Егор едва нашел в себе силы удержаться - не броситься на Афоню с кулаками.
Штопф, окруженный эсэсовцами, говорил с крыльца бывшего правления колхоза о "новом порядке", о непобедимой немецкой армии, о фюрере, о том, что Советской власти "капут" и коммунистам тоже "капут". Призывал беспрекословно подчиняться немецким властям и внедрять "новый порядок" у себя в станице. Пауль Ненашков переводил. Полицаи по-волчьи оглядывали собравшихся. Эсэсовцы держали автоматы на изготовку.
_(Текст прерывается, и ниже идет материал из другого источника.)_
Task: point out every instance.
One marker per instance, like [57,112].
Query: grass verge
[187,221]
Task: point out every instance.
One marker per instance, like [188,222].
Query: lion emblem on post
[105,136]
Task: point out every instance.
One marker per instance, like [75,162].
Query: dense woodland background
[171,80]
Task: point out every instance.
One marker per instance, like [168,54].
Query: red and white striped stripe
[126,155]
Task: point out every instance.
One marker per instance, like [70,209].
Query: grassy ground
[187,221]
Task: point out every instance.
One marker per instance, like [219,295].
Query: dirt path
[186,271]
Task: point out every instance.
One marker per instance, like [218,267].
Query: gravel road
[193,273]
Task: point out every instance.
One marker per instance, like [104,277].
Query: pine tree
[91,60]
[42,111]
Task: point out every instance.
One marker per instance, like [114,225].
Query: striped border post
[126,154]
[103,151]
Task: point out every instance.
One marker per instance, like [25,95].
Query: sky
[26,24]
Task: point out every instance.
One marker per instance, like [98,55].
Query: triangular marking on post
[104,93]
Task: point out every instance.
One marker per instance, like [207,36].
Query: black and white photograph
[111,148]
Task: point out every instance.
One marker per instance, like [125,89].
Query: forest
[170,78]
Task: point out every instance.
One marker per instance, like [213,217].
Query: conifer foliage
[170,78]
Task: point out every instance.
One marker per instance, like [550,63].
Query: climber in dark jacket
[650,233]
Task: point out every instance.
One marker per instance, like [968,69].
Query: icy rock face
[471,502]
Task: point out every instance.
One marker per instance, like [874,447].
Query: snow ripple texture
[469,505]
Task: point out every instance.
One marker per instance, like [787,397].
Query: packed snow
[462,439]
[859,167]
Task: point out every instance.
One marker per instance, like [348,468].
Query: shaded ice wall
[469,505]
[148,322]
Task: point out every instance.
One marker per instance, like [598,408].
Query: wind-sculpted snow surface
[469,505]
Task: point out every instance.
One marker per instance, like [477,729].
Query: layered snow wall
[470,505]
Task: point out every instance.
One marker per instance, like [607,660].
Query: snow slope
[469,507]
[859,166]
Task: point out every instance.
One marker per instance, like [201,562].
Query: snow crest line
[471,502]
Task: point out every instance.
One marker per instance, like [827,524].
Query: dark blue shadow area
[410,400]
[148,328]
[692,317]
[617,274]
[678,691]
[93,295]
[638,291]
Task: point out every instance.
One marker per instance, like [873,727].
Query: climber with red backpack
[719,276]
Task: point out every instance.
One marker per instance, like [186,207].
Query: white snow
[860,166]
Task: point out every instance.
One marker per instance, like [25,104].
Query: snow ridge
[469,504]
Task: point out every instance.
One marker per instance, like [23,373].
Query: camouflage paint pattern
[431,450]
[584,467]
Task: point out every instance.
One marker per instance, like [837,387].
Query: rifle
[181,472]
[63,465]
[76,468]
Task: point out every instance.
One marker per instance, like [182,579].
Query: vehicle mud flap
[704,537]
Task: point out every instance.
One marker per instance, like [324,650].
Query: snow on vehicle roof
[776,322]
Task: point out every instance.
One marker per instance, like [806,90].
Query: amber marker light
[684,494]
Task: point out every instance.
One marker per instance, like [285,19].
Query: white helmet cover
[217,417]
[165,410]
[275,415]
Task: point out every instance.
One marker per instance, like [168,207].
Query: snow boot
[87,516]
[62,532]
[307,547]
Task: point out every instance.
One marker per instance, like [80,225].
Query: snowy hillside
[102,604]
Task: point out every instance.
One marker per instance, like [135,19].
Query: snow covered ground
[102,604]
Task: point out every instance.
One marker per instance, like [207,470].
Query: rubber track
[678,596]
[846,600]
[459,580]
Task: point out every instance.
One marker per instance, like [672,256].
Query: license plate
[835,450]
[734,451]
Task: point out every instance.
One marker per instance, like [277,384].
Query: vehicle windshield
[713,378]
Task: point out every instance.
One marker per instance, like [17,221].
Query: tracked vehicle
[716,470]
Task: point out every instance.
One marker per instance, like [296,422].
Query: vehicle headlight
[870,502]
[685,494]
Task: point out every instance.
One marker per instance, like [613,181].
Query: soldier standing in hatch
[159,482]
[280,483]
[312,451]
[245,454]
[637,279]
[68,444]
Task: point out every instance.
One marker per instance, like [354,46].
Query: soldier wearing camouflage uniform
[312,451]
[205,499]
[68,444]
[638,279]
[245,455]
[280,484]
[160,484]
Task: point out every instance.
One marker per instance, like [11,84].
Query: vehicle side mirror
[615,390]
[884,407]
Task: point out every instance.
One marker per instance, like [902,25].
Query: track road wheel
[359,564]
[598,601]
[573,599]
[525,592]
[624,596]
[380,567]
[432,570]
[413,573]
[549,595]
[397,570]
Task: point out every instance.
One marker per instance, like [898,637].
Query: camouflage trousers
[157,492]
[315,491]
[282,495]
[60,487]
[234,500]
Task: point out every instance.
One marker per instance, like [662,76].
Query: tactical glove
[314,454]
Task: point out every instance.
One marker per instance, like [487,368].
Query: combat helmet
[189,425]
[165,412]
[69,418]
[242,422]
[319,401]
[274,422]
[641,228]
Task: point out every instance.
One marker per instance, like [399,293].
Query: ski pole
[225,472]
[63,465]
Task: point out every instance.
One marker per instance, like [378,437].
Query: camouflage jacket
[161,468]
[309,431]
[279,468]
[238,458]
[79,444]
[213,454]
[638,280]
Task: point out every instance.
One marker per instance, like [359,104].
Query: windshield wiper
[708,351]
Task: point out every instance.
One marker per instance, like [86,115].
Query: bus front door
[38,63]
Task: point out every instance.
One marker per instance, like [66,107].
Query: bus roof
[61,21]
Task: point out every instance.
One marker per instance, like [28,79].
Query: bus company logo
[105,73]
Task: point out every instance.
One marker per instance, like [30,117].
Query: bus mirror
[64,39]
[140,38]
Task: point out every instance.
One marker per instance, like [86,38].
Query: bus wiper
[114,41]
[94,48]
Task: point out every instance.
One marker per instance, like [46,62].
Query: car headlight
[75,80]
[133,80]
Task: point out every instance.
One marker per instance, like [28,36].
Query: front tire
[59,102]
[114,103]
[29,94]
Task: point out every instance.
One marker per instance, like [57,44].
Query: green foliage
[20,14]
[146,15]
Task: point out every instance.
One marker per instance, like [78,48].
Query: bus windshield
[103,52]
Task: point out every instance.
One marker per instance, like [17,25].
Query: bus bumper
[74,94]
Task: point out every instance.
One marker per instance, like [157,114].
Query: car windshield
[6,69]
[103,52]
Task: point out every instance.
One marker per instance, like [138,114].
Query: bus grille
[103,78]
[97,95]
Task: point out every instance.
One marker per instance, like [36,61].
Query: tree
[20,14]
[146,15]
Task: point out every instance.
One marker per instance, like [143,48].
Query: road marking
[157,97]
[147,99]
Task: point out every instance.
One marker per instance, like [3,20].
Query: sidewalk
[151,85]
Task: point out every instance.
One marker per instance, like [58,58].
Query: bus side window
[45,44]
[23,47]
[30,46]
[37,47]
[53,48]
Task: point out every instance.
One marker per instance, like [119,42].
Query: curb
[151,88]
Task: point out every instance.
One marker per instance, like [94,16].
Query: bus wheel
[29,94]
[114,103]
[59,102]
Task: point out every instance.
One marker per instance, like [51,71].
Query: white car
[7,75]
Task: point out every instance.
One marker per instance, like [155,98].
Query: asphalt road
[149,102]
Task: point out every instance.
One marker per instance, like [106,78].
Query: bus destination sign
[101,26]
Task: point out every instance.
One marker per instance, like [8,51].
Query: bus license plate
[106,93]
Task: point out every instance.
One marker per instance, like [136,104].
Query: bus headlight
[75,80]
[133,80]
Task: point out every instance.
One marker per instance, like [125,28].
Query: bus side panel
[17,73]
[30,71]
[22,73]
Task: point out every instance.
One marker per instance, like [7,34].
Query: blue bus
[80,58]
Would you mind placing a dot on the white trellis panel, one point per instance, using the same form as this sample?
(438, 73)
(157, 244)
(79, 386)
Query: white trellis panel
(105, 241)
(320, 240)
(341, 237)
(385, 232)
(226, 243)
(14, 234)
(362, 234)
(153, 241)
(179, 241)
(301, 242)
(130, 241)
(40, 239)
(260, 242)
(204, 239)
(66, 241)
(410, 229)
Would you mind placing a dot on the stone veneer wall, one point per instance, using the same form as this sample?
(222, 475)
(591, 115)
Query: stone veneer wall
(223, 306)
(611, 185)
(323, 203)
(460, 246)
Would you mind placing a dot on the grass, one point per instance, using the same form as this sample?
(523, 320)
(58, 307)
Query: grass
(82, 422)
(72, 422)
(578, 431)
Масюта и Витоля, вытягивая шеи, ели глазами Штопфа.
"Эх, ударить бы по ним из автомата! - подумал Егор. - Посыпались бы, как воробьи!"
Гриня подтолкнул его локтем:
- Глянь, этот кулак Поживаев, рябая холера, у них старшим полицаем.
- Господин Штопф является военным комендантом района, - возвещал Пауль. Я, Пауль Ненашков, - его помощник.
- Казаченьки и казачушки! - Штопф перешел на русский язык. - Немецкий командовайн поздравляйт вас новый порядок и дарит вам новый народный власть. Дарит атаман, хороший, зер гут атаман Гордеюшка Ненашков.
В толпе ахнули, загомонили.
Гордей, в галифе с голубыми лампасами и в кубанке с голубым верхом, выбритый старательно, высокомерно оглядел своих станичников. "Теперь вы у меня попляшете!" - казалось, говорил его взгляд.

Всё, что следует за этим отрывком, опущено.